A week later, Delgo is apparently nowhere to be seen in theaters around the country – and Freestyle Releasing, the movie’s independent distributor, has erased the film from its database. Look in their Film Library – it doesn’t exist – yet a search in Google from December 14th shows it prominently on the homepage. It is a forgotten film, other than the attention it’s suddenly receiving from its complete and utter failure.
The problem is, the movie received no attention before its release. “Build it and it will come” is not alive and well. Marketing is necessary for any film, especially one opening in wide release. I applaud Marc Adler for wanting to make a movie outside of the normal Hollywood trac, but when you spend $40 million on a film, some of that money has to go to marketing. Marketing, Mr. Adler. Marketing.

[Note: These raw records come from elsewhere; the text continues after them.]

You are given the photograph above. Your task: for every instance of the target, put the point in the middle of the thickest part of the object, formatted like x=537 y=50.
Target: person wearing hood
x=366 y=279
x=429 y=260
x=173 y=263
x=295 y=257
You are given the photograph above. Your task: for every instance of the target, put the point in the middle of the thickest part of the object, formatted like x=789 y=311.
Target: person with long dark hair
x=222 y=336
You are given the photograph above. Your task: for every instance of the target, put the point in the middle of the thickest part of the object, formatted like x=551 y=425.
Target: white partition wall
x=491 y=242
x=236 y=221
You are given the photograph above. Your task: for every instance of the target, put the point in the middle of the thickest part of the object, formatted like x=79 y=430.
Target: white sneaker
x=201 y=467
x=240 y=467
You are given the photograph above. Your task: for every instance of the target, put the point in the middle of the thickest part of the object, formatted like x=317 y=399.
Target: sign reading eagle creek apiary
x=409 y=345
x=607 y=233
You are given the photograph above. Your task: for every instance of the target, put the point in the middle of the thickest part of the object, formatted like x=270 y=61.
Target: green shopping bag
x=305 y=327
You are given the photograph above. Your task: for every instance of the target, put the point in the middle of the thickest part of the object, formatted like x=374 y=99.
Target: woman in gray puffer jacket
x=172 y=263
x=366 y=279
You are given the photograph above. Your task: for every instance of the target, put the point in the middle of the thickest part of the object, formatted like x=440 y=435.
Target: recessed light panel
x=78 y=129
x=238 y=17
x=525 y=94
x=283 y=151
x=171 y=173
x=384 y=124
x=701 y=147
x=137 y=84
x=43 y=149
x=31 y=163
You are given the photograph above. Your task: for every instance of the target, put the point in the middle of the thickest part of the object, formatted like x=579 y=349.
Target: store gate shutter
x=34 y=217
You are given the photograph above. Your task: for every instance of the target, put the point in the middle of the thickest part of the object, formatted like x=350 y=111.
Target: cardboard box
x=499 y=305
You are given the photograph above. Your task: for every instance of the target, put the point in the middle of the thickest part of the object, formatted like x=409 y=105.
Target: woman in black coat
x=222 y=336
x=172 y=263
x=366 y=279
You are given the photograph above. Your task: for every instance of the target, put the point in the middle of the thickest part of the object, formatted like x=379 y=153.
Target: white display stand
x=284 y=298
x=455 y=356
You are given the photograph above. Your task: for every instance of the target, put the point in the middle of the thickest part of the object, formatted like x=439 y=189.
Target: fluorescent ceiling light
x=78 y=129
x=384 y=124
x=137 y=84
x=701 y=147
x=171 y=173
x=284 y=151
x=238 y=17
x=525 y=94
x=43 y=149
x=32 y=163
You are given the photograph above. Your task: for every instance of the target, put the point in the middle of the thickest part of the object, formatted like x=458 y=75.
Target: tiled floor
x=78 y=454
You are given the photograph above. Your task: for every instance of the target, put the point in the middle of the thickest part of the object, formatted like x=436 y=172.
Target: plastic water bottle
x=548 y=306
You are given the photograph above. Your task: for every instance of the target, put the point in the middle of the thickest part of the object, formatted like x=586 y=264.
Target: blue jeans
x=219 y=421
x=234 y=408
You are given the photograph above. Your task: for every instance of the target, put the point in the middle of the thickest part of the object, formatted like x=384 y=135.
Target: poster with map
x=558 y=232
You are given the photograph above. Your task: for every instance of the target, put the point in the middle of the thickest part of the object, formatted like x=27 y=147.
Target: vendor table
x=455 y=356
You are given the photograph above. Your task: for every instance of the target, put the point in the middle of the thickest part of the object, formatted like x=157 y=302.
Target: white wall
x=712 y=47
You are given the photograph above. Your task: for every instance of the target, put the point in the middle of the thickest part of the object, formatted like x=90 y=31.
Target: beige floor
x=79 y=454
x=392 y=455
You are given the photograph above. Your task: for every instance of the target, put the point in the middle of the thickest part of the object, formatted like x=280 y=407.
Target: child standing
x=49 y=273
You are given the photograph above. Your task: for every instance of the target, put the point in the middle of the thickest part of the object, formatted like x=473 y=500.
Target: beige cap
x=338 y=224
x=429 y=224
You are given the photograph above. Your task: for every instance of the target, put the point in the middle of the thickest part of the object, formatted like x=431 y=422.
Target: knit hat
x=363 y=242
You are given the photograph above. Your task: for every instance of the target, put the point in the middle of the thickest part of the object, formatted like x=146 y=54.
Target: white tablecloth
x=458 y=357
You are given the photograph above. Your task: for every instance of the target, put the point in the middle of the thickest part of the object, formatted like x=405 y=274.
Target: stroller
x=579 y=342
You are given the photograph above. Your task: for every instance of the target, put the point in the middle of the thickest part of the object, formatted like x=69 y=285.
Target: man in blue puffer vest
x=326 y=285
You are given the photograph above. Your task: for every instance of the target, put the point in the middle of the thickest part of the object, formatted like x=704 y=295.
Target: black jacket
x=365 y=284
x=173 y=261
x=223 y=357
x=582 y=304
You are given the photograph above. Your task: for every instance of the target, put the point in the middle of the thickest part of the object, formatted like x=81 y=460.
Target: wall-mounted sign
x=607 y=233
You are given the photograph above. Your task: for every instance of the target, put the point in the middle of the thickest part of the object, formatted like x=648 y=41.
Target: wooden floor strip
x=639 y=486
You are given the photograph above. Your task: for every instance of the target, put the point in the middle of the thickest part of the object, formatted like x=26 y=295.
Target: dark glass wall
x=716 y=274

Apparently there was a viral campaign for the movie way back when, but when you start such a campaign seven years before the film is released – it’s going to lose steam long before the picture comes to theaters. Having crappy animation doesn’t help, especially in this day and age. The movie trailer is quite terrible, and it isn’t clear whether the movie is an action-comedy for teens or a fantasyland story built for kids. Downright bad movie reviews for Delgo don’t help either.

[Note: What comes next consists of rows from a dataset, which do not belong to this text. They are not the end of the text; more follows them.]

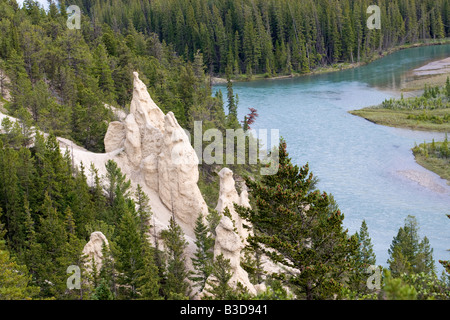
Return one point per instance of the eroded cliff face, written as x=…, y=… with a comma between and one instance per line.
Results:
x=158, y=149
x=152, y=149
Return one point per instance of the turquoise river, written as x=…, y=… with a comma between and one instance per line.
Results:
x=369, y=168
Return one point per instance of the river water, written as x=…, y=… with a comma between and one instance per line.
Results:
x=362, y=164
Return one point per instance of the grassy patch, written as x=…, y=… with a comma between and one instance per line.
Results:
x=429, y=112
x=435, y=157
x=411, y=119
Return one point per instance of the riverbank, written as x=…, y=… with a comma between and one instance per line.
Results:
x=220, y=79
x=431, y=113
x=417, y=113
x=434, y=157
x=408, y=119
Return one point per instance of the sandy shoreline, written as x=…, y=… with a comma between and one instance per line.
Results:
x=424, y=179
x=434, y=73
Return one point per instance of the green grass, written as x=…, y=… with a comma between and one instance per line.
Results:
x=437, y=165
x=435, y=157
x=399, y=118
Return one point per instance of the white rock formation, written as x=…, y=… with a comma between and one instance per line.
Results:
x=93, y=250
x=228, y=196
x=230, y=233
x=159, y=151
x=229, y=243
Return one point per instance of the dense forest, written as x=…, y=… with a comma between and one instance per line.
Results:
x=69, y=82
x=273, y=36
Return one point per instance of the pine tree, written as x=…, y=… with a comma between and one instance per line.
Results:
x=407, y=253
x=14, y=278
x=176, y=286
x=148, y=286
x=299, y=229
x=203, y=255
x=219, y=286
x=102, y=292
x=128, y=253
x=364, y=258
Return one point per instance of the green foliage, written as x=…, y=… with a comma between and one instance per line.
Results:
x=14, y=278
x=276, y=36
x=102, y=292
x=203, y=261
x=175, y=286
x=397, y=289
x=407, y=254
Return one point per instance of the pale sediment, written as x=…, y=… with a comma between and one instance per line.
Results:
x=424, y=179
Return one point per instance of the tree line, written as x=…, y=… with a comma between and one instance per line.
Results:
x=272, y=36
x=48, y=211
x=69, y=81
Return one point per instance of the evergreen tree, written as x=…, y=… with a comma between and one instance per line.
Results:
x=294, y=226
x=176, y=286
x=203, y=255
x=219, y=286
x=407, y=253
x=102, y=292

However, all of that doesn’t amount to such a terrible opening. The terrible opening is a result of pathetic – or nonexistent – marketing. Some people might fault me for saying this, because I do run a movie website and hence should know about all major movies coming to theaters, but before it was released, I had never heard of Delgo. At least I don’t think so. At the very least, I didn’t know it was releasing last Friday. Most movie studios reach out to me and try to get me to promote their films – via email, no less, something that is essentially free. I didn’t hear of Delgo until Monday morning, when I was driving to work and listening to The Adam Carolla Show, and Teressa Strasser was talking about an amazing flop that had just occured. What the heck.
This should be a learning lesson for Mr. Adler… unfortunately, he’s never going to be allowed to release a major movie like this again, and, sadly enough, he and his colleagues, whom I sure pumped their hearts and souls into this movie for almost ten years, have probably lost everything. Regardless of the quality of the film, Adler and everyone else involved were focused on the film… but there’s a business side to it as well that was completely ignored.